California’s skyrocketing housing costs has made it one of the most expensive places to live in the nation, affecting virtually everyone from young people in their first jobs, to families looking to purchase their first homes.

A new survey, The Affordable Housing Crisis in Los Angeles: An Employer Perspective, takes a fresh look at this entrenched problem. Released today, the survey was led by Professor Raphael Bostic, a highly-respected USC professor and the newly appointed head of the Atlanta Federal Reserve. Bostic’s team surveyed 14 major L.A. employers accounting for nearly 200,000 jobs in key sectors including utilities, healthcare, education, government, engineering and finance. His survey focused on how the high cost of housing in the region has affected their ability to attract and retain workers.

Bostic found broad consensus that the general cost of living adversely affected employees and influenced how employers did business. Almost 60% of respondents agreed that the general cost of living is a challenge for retaining employees.

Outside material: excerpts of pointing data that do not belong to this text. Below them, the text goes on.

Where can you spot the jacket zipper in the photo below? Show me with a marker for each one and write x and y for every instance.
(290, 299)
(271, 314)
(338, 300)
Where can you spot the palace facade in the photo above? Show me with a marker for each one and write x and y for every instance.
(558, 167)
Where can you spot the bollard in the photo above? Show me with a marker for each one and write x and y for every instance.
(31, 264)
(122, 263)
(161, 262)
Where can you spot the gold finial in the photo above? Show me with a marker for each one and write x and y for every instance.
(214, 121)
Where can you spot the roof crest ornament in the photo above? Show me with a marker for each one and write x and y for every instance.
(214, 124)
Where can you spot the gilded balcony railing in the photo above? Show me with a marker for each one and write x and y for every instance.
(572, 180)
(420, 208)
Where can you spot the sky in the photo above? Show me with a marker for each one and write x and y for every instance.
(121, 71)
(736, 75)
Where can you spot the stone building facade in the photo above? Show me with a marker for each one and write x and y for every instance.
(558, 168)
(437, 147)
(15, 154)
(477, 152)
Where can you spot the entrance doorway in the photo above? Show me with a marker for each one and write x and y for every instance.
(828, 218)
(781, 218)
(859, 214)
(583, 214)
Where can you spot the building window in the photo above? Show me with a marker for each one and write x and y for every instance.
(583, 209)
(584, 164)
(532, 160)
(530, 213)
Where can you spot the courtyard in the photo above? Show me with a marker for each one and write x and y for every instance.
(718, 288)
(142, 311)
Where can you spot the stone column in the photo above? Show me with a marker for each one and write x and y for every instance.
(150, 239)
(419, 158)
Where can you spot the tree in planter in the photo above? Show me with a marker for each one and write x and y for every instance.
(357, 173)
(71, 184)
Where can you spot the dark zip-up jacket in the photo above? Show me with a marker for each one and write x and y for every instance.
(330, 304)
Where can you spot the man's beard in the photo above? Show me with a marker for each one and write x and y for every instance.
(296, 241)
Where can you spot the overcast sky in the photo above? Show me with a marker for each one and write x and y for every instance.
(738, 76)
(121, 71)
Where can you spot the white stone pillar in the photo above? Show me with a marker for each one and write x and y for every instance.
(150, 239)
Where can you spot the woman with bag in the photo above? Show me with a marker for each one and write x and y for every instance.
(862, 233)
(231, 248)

By looking at housing from an employer perspective, Bostic and our roundtable experts propose several solutions to combat this problem:

  • Employer sponsorship of affordable housing projects for their employees, similar to the LAUSD project completed in 2016.
  • Increasing housing density near transit hubs.
  • Designing buildings with the ability to adjust for future growth and density needs, such as developing parking that can later be converted into housing units.
  • Creating an inventory of single-story buildings, such as grocery stores and public markets, that can utilize airspace to develop affordable housing.

Our city is home to one of the most vibrant, innovative economies in the world. For years, we have been leaders in aerospace, healthcare, and the entertainment industry. That’s why it’s so discouraging to see we may be scaring away the next generation of visionaries and business leaders by our city’s increasingly astronomical living expenses.

We at the LABC pride ourselves on our ability to use the latest research to inform our policy goals and strategic initiatives. By sponsoring thought-provoking research such as this, we gain a better understanding of how housing, transportation, and our region’s economy are interlinked.

This report should be taken as a call to action: it’s time to address the large toll our city’s high cost of living has taken on our residents and businesses, and the threat it poses to our economy overall.